By BBC Music Magazine

Published: Saturday, 04 June 2022 at 12:00 am


Purcell’s Funeral Music for Queen Mary, like Albinoni’s Adagio and Allegri’s Miserere, belongs to the category of old compositions shaped by modern hands. The scholar Bruce Wood suggests that the piece as generally performed, a compilation of early and late Purcell, is ‘thoroughly bogus’

. His verdict will sound harsh to those moved by its mix of music for solemn brass and choral settings of the Funeral Sentences from the Book of Common Prayer. Yet Wood, after considering opaque reports of Queen Mary’s state funeral at Westminster Abbey on 5 March 1695 and flimsy evidence for the music performed during it, attaches a long list of questions to the work. We know that the March and Canzona were heard by mourners at the funeral, for which Purcell wrote his second setting of Thou knowest, Lord. The rest of the resplendent service’s musical contents remains open to debate.
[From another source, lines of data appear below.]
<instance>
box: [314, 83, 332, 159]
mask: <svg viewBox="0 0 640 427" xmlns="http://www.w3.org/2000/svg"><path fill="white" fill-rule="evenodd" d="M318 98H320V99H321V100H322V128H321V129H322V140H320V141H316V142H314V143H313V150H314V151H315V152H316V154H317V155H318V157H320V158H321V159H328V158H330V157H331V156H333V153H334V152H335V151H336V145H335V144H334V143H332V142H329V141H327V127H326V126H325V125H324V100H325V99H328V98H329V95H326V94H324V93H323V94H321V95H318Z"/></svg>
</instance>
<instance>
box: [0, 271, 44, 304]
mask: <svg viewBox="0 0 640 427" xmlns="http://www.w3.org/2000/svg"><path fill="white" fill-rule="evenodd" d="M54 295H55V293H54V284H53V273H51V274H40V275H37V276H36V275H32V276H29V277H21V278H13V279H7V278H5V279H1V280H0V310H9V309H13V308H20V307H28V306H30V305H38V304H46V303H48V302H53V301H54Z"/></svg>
The best recordings of Purcell’s Funeral Music for Queen Mary

Vox Luminis/Lionel Meunier

(2012)

Ricercar RIC332

WORK ON THE CHURCH of Saint-Jean Baptiste in Belgium began six years after Queen Mary’s burial. The building’s sacred space – more intimate than Westminster Abbey – and the clear yet warm sound caught within its acoustics contribute to the intense atmosphere of Lionel Meunier’s recording of the Queen’s funeral music. Meunier creates a convincing survey of works performed on the occasion, embracing Wood’s research and placing Purcell’s funeral music for Queen Mary within the context of pieces associated with earlier English royal funerals. Vox Luminis follow their conductor’s unsentimental lead, sparing in their use of vibrato and eternally wedded to immaculate intonation and articulation. Their unmannered singing allows the harmonic tensions and surface colours of Purcell’s second setting of Thou knowest, Lord to emerge naturally; the addition of four ‘flatt’ or slide trumpets magnifies the anthem’s expressive power. Farewell Marches by James Paisible and Thomas Tollett are used to evoke the procession of ‘the Queen’s chariot’, a purpose-built hearse, from Whitehall to the Abbey, with Purcell’s March serving as bridge to the funeral service proper. Meunier and his musicians travel far beyond the bounds of studio recording to forge a strong impression of the ritual surrounding a royal burial.

 

Choir of the King’s Consort; Choir of New College, Oxford

The King’s Consort/ Robert King (1993)

Hyperion CDA 66677

Boy trebles, a quartet of slide trumpets, a crack team of adult male voices and shrewdly judged speeds add to the appeal of Robert King’s recording, part of his set of Purcell’s complete sacred music for Hyperion. King brackets the composer’s three early Funeral Sentences together with his final setting of Thou knowest, Lord, framing the four choral pieces with the March and Canzona and two long drum marches. He opens Man that is born of woman with a solo quartet, a strategy repaid by fine singing and a degree of textural transparency suited to words about life’s brief span and mankind’s misery. Best of all is the revised version of Purcell’s first setting of Thou knowest, sung with great tenderness and graced by exquisite recorded sound.